Rabbi Mo Zaltzman lacks a proper Temple, but he has thriving community in the southern California town of High Desert. Rosner pledged to fund a permanent home for the High Desert congregation, but he will be quickly cut down by an assassin’s bullet.
Suspicion quickly and conveniently falls on Clay Gibbons, a young, troubled skinhead, who had menaced the Rabbi’s storefront community center. It all looks pretty done and dusted to the cops but Rabbi Zaltzman really believed he was starting to reach Gibbons, so he starts digging. He finds the deceased was deeply enmeshed in schemes involving environmental impacts statements (both phony and legit), as well as contested scrub land possibly needed by the state’s eternally under-construction light rail.
Rabbi Zaltzman turns out to be a very appealing amateur sleuth and Rosner’s solar-panel farm shines as a cinematic location. However, Litvak and co-screenwriter (and wife) Nina Litvak cannot match the clever plotting of Harry Kemelman’s Rabbi David Small novels. The character is strongly drawn and relatable, but the mystery/thriller business is about as complex as an episode of a 1970s network TV detective show.
Nevertheless, the Litvaks and company make some serious points that are very much oof our current moment. Indeed,it is quite significant to watch Rabbi Zaltzman reluctantly agree to arm himself. Yet, this is a very real-life experience for many Jewish Americans, especially in light of recent attacks in DC and Boulder. The title is no joke.

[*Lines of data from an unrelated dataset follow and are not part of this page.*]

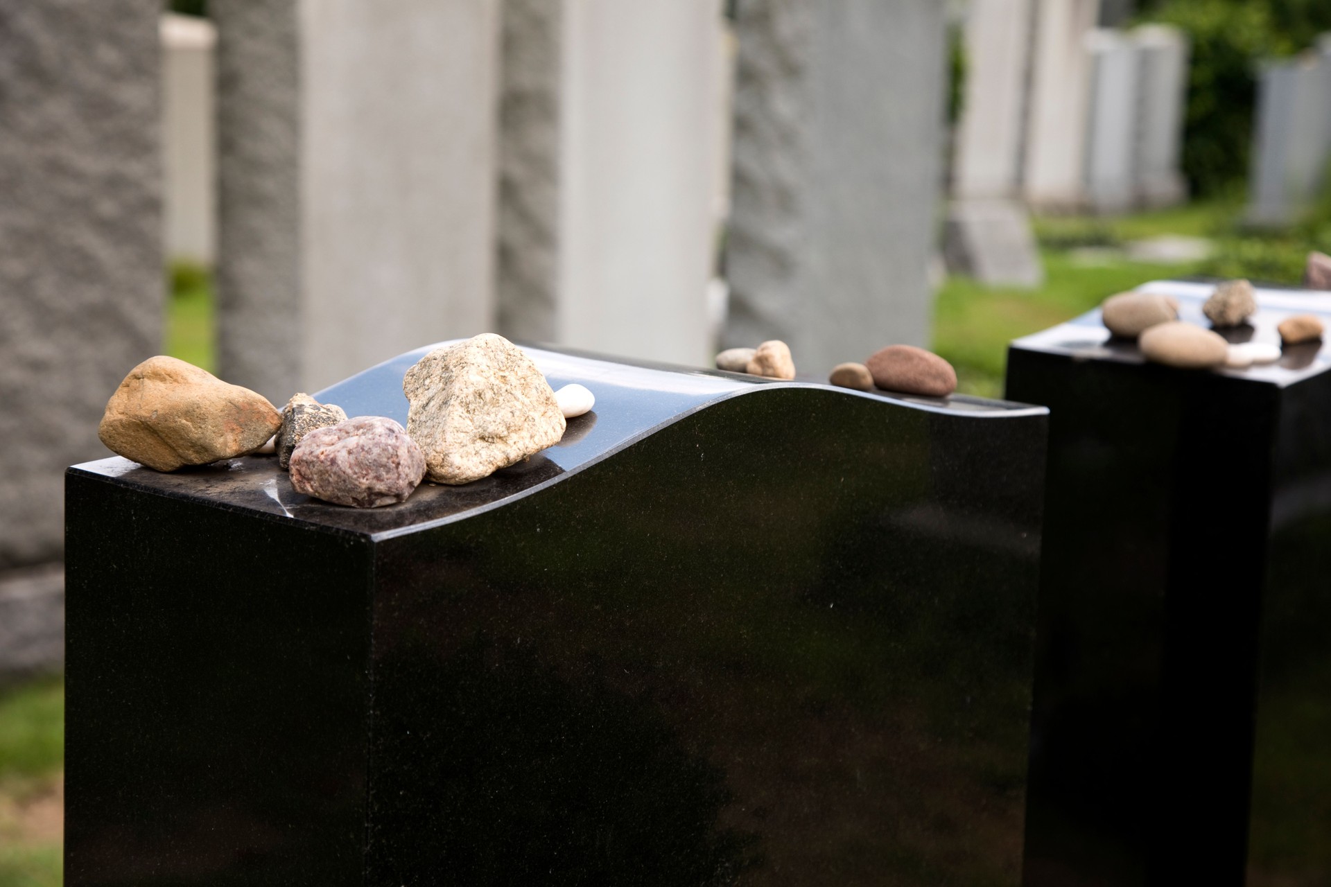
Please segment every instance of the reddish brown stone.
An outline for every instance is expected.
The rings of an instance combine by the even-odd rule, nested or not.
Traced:
[[[912,344],[889,344],[864,362],[873,384],[885,391],[946,398],[957,390],[957,371],[932,351]]]

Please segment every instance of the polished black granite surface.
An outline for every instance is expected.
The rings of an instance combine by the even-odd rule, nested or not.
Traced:
[[[1153,283],[1206,324],[1207,285]],[[1259,290],[1231,340],[1331,295]],[[1013,343],[1050,407],[1025,883],[1331,884],[1331,348],[1147,364]]]
[[[1016,884],[1046,412],[531,354],[401,505],[69,469],[67,883]]]

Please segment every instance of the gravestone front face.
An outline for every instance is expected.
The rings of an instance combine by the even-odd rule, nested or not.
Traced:
[[[67,883],[1018,883],[1045,411],[530,354],[401,505],[69,471]]]
[[[1207,326],[1211,286],[1151,283]],[[1259,290],[1230,340],[1331,297]],[[1050,407],[1026,884],[1326,883],[1331,354],[1143,363],[1099,313],[1013,343]]]

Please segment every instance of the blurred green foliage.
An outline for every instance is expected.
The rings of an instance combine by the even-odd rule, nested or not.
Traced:
[[[1331,31],[1327,0],[1147,0],[1142,19],[1191,39],[1183,170],[1214,197],[1247,176],[1256,80],[1266,59],[1295,55]]]

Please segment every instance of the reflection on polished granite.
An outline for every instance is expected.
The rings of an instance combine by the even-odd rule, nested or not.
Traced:
[[[1157,282],[1209,326],[1205,283]],[[1331,294],[1259,289],[1223,331]],[[1050,407],[1025,883],[1331,883],[1331,348],[1146,363],[1093,311],[1013,343]]]
[[[1018,883],[1046,411],[531,351],[401,505],[69,469],[67,883]]]

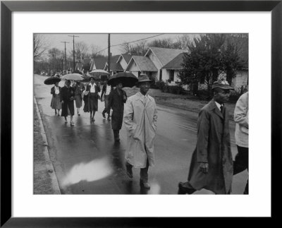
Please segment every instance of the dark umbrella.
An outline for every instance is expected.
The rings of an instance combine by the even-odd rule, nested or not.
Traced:
[[[138,78],[132,73],[119,72],[111,76],[108,84],[116,86],[118,83],[123,83],[123,87],[133,87],[138,81]]]
[[[46,79],[44,80],[44,84],[45,85],[53,85],[53,84],[56,84],[56,83],[59,83],[59,81],[61,81],[60,78],[58,78],[56,76],[53,76],[53,77],[50,77],[50,78],[48,78],[47,79]]]

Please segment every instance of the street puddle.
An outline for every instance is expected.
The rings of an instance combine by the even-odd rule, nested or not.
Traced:
[[[80,163],[73,166],[62,181],[64,186],[77,184],[81,181],[94,181],[111,175],[113,169],[106,158],[94,160],[88,163]]]

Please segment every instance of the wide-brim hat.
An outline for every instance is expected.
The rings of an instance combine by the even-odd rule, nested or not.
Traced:
[[[212,89],[219,88],[221,90],[234,90],[234,88],[231,86],[227,80],[217,80],[214,82],[212,86]]]
[[[140,74],[138,77],[138,84],[145,82],[152,83],[152,80],[149,79],[149,77],[145,74]]]

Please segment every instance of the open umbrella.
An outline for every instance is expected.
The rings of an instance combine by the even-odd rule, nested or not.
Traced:
[[[133,87],[136,85],[138,78],[132,73],[119,72],[111,76],[108,84],[116,86],[117,83],[123,83],[123,87]]]
[[[101,76],[109,76],[109,73],[104,71],[104,70],[99,70],[99,69],[95,69],[92,71],[91,72],[89,73],[92,76],[94,76],[95,79],[100,79]]]
[[[65,80],[82,80],[83,77],[79,73],[68,73],[61,77],[62,79]]]
[[[44,84],[45,85],[54,85],[56,83],[59,83],[61,81],[61,78],[56,76],[49,77],[47,79],[45,79]]]

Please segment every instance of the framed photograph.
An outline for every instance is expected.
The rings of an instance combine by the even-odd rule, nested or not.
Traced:
[[[277,217],[281,1],[3,1],[1,11],[1,226]],[[207,64],[195,57],[211,45]],[[207,69],[214,59],[217,65]],[[198,114],[220,93],[216,85],[231,100],[223,108],[221,97],[212,100],[218,115],[231,122],[231,167],[221,163],[226,163],[222,149],[223,171],[209,157],[206,162],[196,153],[198,161],[191,162],[196,144],[205,143],[199,141]],[[233,114],[246,90],[251,152],[244,172],[233,176],[245,148],[235,136]],[[133,114],[135,96],[144,110],[155,109],[146,111],[152,119],[147,114],[133,122],[142,113]],[[144,136],[151,134],[154,148]],[[145,160],[130,153],[142,136],[137,150]],[[204,174],[219,170],[212,187],[193,181],[198,164]]]

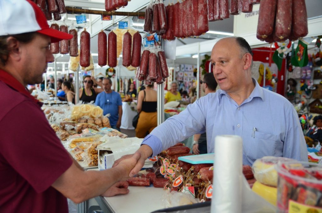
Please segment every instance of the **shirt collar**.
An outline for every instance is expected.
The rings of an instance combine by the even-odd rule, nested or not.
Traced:
[[[250,95],[249,96],[249,98],[251,100],[255,97],[258,97],[261,98],[262,100],[264,101],[264,92],[263,91],[263,88],[260,86],[257,81],[253,78],[251,78],[253,80],[253,82],[255,84],[255,87],[254,88]],[[226,91],[221,89],[219,90],[219,97],[221,99],[223,95],[225,95],[226,96],[229,97],[229,95]]]
[[[31,95],[29,93],[29,91],[27,91],[24,87],[17,80],[10,74],[2,69],[0,69],[0,80],[3,81],[5,83],[14,89],[31,99],[40,106],[43,106],[43,103]]]

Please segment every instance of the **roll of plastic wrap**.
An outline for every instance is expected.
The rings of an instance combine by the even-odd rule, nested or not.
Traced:
[[[223,135],[215,139],[211,212],[242,212],[242,140]]]

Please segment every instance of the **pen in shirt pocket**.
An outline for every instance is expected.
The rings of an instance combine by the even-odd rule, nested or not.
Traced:
[[[255,138],[255,132],[256,132],[257,129],[256,128],[256,127],[254,127],[253,128],[253,134],[252,134],[252,137],[254,138]]]

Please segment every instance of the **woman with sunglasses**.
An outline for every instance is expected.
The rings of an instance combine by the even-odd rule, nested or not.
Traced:
[[[103,91],[101,88],[93,88],[93,80],[90,76],[85,76],[84,78],[84,87],[80,89],[80,100],[84,103],[95,102],[97,94]]]

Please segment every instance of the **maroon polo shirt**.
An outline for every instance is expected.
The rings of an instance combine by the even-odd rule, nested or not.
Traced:
[[[41,105],[0,69],[0,212],[68,212],[51,186],[72,161]]]

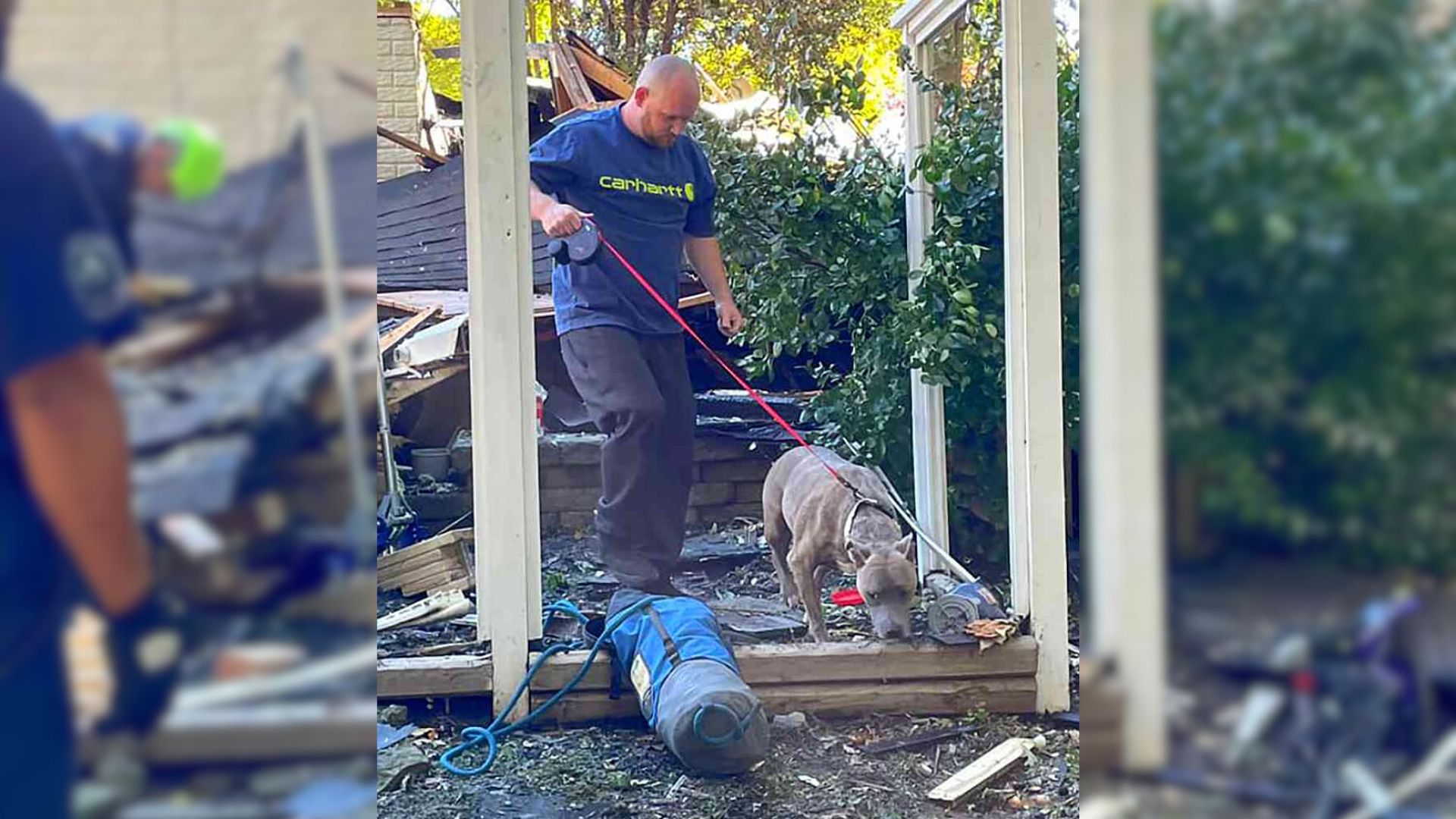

In fact, Litvak stages several highly satisfying shootouts. The action is nicely realized, but the cast really lands the film. Mark Feuerstein quite charmingly portrays the Rabbi’s fatherly corniness, as well as his earnest and devout faith. He wears well over the course of the film and maybe even warrants a follow-up. He also develops nice chemistry with Alona Tal, as Hindy Zaltzman.
Great character actors Christopher Lloyd and Neal McDonough also add a lot as Mayor Donovan Kirk and Holocaust survivor Sol Fassbinder. Both deliver great speeches that really set the tone for the film. Craig Sheffer (best known for early 1990s hits like A River Runs Through It and Fire in the Sky) is almost unrecognizable as Rosman’s [public] business partner, Tibor Farkas, but it is quite a colorful appearance. Plus, Ukrainian-born Israeli thesp Mark Ivanir adds further gravitas as Zaltzman’s Israeli colleague, Rabbi Dani Cohen.
You can experience a sense of community in Guns & Moses, which is rare in cinema today. It also shows how faith gives hope in times of crisis, without even sounding preachy, Frankly, the film offers much that many average viewers will enjoy, regardless of their ethnic identity or faith. Recommended for its spirit and its timeliness, Guns & Moses opens Friday (7/18) in New York, at the AMC Empire.